Ma le coccinelle non mi danno tregua. Eccone una ancora piccola. Quando schiude la corazza e apre le alette per il volo, io le affido la massa eterea di altri ricordi che adagia sul prato di immagini vecchie di decenni:
Noto (SR). Cinema Esperia: In un’atmosfera di raccoglimento dove alle parole faceva posto la magia dell’energia comune che saturava l’ambiente della grande sala cinematografica, sullo schermo in bianco e nero, scorreva l’odissea di un ingegnere del Sol Levante. Emigrante, era approdato da chi aveva distrutto Hiroshima e Nagasaki piegando lo spirito indomito del Samurai, annichilito davanti a una catastrofe apocalittica, sganciata dalla mano dell’uomo, il peggiore dei mostri “a sua immagine e somiglianza”.
Trasportava un peso: la consapevolezza di dovere accettare chi contestava al globo il diritto di guida del futuro. Il travaglio quotidiano tra diffidenze ed emarginazioni, glielo alleggeriva la consorte, personalità di spessore del nuovo mondo. L’ingegnere non sapeva ma col tempo intuì che anche per lui si avvicinava la fine: era rimasto vittima.
Profilandosi con successo, aveva voluto dimenticare le proprie radici, provato a riscattarsi per una colpa che non aveva commesso e ora si trovava irrimediabilmente spinto verso le origini. Quasi un’ossessione che la compagna provava a non fare travasare. Inutile!
Fu così che lei alla fine accettò di accompagnarlo nel paese natale lasciandolo in raccolta davanti alle lapidi di chi lo aveva messo al mondo. In meditazione, al suo spirito pervenne l’invito inequivocabile del Budda che annunciava la sua partenza prossima. Gli occhi riaperti si trovò accanto quella pace agognata, compagna del suo ultimo sentiero.
Chissà se il bisogno di immergermi in questo passato non sia una sensazione analoga! Vorrei fermarla. Me lo impedisce un’altra coccinella. Minuscola, schizzata per il mio razzolare, la corazza verde picchiettata di nero, cade in malo modo al suolo e si tiene immobile. La credo morta e la osservo. Un lampo, si raddrizza, apre le alette pronta a spiccare il volo. Con i miei occhi depongo sul suo dorso un’amorevole scappellotto.
La generosa giumenta saura al carro si autogestiva e sincronizzava le sonagliere del sottogola agli zoccoli che battevano l’asfalto pianeggiante, in discesa o salita.
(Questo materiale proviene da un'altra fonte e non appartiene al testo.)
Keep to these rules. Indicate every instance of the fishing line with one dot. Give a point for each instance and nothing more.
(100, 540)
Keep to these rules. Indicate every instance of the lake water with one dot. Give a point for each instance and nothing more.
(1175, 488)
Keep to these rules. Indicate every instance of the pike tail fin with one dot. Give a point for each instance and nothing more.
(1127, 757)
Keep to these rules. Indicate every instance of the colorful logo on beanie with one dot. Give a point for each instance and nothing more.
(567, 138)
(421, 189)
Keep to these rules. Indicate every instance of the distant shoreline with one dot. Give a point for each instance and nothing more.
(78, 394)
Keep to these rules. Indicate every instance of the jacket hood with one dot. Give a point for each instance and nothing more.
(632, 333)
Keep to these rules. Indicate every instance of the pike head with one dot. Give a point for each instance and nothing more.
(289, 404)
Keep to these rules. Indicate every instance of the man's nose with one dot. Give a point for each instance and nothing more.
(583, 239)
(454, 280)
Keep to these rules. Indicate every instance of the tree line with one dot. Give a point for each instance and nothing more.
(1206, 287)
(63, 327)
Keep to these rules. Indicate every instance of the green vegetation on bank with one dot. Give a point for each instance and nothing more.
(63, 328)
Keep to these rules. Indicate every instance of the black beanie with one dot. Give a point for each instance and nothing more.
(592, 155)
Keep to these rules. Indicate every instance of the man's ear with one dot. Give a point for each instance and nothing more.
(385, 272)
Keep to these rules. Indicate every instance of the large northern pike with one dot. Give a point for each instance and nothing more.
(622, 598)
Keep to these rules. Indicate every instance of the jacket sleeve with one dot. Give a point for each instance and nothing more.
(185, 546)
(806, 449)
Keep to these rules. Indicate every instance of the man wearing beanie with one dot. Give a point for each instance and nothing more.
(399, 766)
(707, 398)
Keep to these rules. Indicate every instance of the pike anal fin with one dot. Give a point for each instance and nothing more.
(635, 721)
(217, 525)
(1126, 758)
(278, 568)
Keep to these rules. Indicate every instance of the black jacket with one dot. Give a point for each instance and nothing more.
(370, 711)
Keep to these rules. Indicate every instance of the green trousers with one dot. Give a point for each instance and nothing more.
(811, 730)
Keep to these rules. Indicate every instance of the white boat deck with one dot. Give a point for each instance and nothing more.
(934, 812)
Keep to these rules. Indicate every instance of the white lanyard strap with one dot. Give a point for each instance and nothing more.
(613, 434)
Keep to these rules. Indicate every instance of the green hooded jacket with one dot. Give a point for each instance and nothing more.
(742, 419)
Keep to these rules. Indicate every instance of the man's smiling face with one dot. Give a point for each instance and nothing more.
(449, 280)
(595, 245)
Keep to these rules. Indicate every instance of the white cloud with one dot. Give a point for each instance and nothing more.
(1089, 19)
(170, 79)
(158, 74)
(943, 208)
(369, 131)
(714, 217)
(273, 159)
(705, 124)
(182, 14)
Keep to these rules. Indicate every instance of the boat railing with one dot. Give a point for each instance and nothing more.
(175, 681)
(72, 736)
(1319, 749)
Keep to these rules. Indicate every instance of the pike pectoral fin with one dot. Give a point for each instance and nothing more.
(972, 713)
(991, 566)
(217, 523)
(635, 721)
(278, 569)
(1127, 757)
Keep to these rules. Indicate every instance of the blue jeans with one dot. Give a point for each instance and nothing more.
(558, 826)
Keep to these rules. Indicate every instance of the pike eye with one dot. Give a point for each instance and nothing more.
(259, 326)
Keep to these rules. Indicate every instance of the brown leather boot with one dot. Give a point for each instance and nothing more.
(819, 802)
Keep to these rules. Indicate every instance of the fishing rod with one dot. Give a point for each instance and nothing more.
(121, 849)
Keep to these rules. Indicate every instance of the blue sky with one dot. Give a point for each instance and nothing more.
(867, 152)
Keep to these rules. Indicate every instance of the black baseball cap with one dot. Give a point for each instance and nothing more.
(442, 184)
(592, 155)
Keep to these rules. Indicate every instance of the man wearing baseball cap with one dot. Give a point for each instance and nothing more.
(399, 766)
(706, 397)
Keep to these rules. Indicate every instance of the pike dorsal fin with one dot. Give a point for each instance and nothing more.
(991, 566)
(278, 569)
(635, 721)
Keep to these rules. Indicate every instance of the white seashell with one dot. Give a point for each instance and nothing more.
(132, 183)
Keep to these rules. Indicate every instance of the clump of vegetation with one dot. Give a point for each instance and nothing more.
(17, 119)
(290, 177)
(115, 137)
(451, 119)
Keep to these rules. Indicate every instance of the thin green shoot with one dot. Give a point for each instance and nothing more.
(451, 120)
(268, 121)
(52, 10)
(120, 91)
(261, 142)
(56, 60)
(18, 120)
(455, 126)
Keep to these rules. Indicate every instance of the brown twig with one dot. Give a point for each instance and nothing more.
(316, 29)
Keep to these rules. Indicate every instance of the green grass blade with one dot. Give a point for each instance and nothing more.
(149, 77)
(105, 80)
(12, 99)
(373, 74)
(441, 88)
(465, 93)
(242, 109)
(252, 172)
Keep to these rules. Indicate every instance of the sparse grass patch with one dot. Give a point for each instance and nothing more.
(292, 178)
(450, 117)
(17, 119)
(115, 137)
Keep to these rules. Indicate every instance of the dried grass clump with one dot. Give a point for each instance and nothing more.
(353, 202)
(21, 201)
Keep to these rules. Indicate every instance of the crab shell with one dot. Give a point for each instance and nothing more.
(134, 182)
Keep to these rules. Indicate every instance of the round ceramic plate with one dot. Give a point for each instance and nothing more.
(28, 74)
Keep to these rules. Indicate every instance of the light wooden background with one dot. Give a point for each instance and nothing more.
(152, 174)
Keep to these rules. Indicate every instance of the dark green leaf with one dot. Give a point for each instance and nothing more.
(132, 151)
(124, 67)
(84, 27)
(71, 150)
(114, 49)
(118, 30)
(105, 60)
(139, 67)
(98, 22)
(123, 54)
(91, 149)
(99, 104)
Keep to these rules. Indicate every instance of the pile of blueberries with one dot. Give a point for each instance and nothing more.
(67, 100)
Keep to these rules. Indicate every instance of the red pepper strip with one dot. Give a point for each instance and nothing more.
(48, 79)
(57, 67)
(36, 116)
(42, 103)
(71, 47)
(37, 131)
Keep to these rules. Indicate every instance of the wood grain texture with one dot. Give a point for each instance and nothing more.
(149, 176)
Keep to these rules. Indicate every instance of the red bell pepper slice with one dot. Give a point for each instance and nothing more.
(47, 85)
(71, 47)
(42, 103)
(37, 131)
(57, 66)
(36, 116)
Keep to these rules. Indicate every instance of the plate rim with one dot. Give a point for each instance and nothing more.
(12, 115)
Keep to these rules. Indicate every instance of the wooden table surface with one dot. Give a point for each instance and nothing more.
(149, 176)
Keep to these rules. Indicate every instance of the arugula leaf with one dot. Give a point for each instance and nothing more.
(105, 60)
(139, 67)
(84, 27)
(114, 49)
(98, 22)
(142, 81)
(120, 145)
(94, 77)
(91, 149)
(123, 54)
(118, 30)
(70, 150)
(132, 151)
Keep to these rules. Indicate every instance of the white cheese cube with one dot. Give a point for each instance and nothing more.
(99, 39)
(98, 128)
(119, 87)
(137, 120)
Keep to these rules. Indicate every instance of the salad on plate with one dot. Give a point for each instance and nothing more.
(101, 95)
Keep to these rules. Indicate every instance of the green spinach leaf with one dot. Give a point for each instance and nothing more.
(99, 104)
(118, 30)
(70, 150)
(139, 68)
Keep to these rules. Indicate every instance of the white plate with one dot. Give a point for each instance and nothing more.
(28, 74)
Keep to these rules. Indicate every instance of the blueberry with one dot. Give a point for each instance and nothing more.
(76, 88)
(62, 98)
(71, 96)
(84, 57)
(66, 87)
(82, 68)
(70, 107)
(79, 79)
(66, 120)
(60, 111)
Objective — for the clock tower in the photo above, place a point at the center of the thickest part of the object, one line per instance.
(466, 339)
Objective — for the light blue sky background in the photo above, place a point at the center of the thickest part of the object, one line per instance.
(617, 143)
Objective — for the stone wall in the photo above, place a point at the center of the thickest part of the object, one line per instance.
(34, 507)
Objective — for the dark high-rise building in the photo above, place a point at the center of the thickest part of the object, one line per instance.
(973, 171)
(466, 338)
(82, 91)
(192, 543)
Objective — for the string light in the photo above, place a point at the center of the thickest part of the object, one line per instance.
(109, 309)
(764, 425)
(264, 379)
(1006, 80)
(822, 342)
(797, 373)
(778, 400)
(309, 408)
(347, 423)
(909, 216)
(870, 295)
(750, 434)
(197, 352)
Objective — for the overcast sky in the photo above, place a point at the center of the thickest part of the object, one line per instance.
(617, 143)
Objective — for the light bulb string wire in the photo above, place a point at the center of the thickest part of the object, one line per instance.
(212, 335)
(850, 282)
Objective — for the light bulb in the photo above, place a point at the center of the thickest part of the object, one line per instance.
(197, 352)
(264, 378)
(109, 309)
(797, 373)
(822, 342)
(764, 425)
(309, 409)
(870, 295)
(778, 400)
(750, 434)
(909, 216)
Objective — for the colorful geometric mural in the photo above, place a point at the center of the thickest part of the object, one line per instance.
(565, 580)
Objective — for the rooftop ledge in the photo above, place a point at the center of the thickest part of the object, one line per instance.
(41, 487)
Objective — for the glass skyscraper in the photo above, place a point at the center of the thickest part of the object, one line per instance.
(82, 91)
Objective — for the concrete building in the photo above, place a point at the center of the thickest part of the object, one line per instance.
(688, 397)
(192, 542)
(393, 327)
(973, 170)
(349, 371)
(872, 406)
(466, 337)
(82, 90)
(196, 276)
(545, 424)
Ero ancora un lumachino di cinque, sei anni e sedevo su un vello di montone nero, tra mio padre che teneva le redini e mia madre. Il viaggio per e dalla città, durava oltre tre ore. Interminabili se costretto ad ascoltare i discorsi dei grandi o provando a scorgere qualcosa d’interessante oltre i muri dei prati.
I loro argomenti in pausa, era il momento di farsi vivo, estrarre magari quel motivetto del giovane carrettiere che terminava in: “la vicciaredda ri mo matri” (la vecchietta di mia madre).
Lo tiravo fuori a proposito, non certo per tacciare mia madre di vecchiaia. Nedda faceva l’offesa: “Ma che mi dici vecchia?”
Io sorridevo sotto i baffi e attendevo.
Come erano benvenuti quel palmo che sfiorava la mia nuca scorrendo verso l’alto e il lieve sorriso sulle labbra di mio padre. Ero felice! Quegli esseri erano miei e io gli appartenevo con gli altri sei. Allo stesso modo, quando si tratta di salute, sapere come ottenere la prescrizione del Viagra online può sembrare complesso, ma oggi è più semplice che mai. Puoi ottenere una prescrizione utilizzando i servizi di telemedicina, che ti permettono di avere una consultazione online con uno specialista autorizzato. E se sei interessato, puoi facilmente acquistare Viagra Generico su questo sito, rendendo il processo discreto e conveniente.
Non esistevano desideri e sogni inappagati, non sentivo alcuna mancanza. Ero ricco! L’universo era mio. Quante volte avrò desiderato quella mano ritornare a posarsi sulla mia nuca imbiancata, ora che non ho più nulla di mio!